Я вошёл во взрослую шизнь на бреющем полёте разукомплектованного бомбардировщика. На моё счастье , подо мной оказалась не выжженная солнцем пустыня, а прозрачная гладь воды. Ударная волна брызг вхождения до сей поры исчисляется радиусом эклиптики Альфа-центавры. Я полюбил воду, но привычная скорость полётов, которая всегда будоражила воображение, резко шла на убыль. Крылья мутировали в плавники. Ещё бОльшие неприятности доставила деволюция речевого аппарата. Он беспощадно и необратимо превращался в жабры. На дне было много интересного и забавного. Но ностальгия по призрачному воздуху и облетаемости пространства заронила плевела сомнений о том, туда ли я попал. Я искренне пробовал, не прогибая мир, уговорить его на кратковременное перемирие. Когда он отозвался, я пообещал контрибуцию молчания в виде золотых слитков затонувших кораблей.
Торжественная передача первого жёлтого прямоугольника не состоялась в процессе устройства личной жизни. Это произошло 8 марта, когда я собирал осколки глиняного горшка, по неосторожности подаренного любимой в роковой праздник. Розовая шапка азалии удостоилась короткого косого взгляда. Тайный намёк названия сосуда показался кощунственным посягательством на Вечную Женственность. Пока я собирал черепки, Женственность включила на всю громкость «Миллион, миллион, миллион….алых». Магнитофон победоносно взирал на моё сумняшееся ничтожество и перепачканные землёй руки.
На мою беду или радость, я не только ещё не был художником, но даже не имел видов на какой-нибудь мало-мальски ликвидный домик.
Вдохнув воды поглубже, я постарался предотвратить самую настоящую катастрофу – разлюбить розы. Но, океан милостив, и я по сей день испытываю необъяснимую эйфорию, растекаясь хрусталиком по ещё скрывающему красоту бутону. На моём подоконнике, абсолютно не возражая против горшков, цветут две карликовые – из того недосягаемого миллиона. Розы, цвета охры и вишни, когда мне становится грустно, приглашают в свой континуум, где мы летаем втроём. Процесс торможения взяли на себя шипы.

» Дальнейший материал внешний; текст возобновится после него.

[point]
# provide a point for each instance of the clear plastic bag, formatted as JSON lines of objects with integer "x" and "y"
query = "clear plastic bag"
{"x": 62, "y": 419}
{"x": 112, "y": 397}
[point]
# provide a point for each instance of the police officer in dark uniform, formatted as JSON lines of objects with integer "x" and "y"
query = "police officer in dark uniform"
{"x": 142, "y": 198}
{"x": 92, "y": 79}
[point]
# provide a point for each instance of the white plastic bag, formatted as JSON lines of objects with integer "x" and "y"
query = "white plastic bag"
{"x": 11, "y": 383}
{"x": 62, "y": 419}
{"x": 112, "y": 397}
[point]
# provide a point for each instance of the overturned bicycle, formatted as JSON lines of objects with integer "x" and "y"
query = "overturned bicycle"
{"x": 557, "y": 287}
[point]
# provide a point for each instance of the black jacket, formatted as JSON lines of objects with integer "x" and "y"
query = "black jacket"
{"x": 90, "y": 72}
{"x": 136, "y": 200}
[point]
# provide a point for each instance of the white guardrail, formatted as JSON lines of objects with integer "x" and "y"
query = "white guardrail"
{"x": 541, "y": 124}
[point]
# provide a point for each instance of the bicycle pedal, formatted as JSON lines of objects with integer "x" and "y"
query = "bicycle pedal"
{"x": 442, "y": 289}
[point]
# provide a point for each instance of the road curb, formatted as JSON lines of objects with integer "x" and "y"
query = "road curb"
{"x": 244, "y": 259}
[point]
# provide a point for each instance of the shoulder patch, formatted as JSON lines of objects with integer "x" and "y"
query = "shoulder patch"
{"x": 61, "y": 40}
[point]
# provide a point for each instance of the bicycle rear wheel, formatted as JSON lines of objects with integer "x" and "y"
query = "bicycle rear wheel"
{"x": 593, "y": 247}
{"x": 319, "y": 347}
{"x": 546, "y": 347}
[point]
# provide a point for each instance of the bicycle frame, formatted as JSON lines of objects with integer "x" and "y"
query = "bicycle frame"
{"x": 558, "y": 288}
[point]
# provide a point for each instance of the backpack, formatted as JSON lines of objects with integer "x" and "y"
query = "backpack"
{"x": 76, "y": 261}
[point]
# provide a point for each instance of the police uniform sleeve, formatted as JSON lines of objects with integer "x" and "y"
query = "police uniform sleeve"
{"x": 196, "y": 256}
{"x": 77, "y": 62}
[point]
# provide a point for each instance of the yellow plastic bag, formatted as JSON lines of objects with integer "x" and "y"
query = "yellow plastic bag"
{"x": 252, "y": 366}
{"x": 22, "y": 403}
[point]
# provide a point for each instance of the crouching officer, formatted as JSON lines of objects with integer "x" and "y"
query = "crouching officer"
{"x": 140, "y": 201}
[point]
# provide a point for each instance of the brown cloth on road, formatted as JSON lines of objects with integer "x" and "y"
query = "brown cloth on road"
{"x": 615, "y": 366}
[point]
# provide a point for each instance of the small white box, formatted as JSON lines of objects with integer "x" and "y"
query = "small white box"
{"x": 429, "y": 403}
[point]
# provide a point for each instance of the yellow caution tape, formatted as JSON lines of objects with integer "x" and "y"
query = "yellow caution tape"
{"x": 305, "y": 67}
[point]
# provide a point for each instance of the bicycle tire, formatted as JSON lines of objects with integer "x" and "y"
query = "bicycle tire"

Добившись непоколебимых провалов в поисках альтер-эго противоположного пола, я так и остался в подвешенном состоянии над потолком своей безличной жизни.
Следующим испытанием учительского проклятья стала работа.
Я всегда полагал, что главным стимулом её существования и оправдания должны быть не номинированные государством фантики, а радость. И даже не того, кто делает, а для кого исполняется.
Принять в воде позу роденовского мыслителя сложно, но многообещающе. В инсайте одной из таких попыток мне попался корень зла. Вырвав его , я вернулся к словам учителей. Они , наверняка, бы удивились, узнав, что я посягнул на этот святой промысел, имея прошлый отрицательный опыт.
В школе я продержался недолго. Мой эксперимент по стиранию граней между учителем и Учениками не вписывался в учебно-методические пособия, по рельсам которых катится образовательная дрезина. Мы сорвали очередной урок. Я упал в глазах ошалелого завуча, взирающего на де-факто пустой класс, который де-юро должен был изучать образ осени в классической литературе ХIХ века. Мне вернули мою единственную несгораемую книжку со скучным названием «Трудовая..»
Подозрительный случай массовой левитации под строки «Есть в осени первоначальной…» был обсуждён на закрытом педсовете с последующими расписками членов коллектива о неразглашении.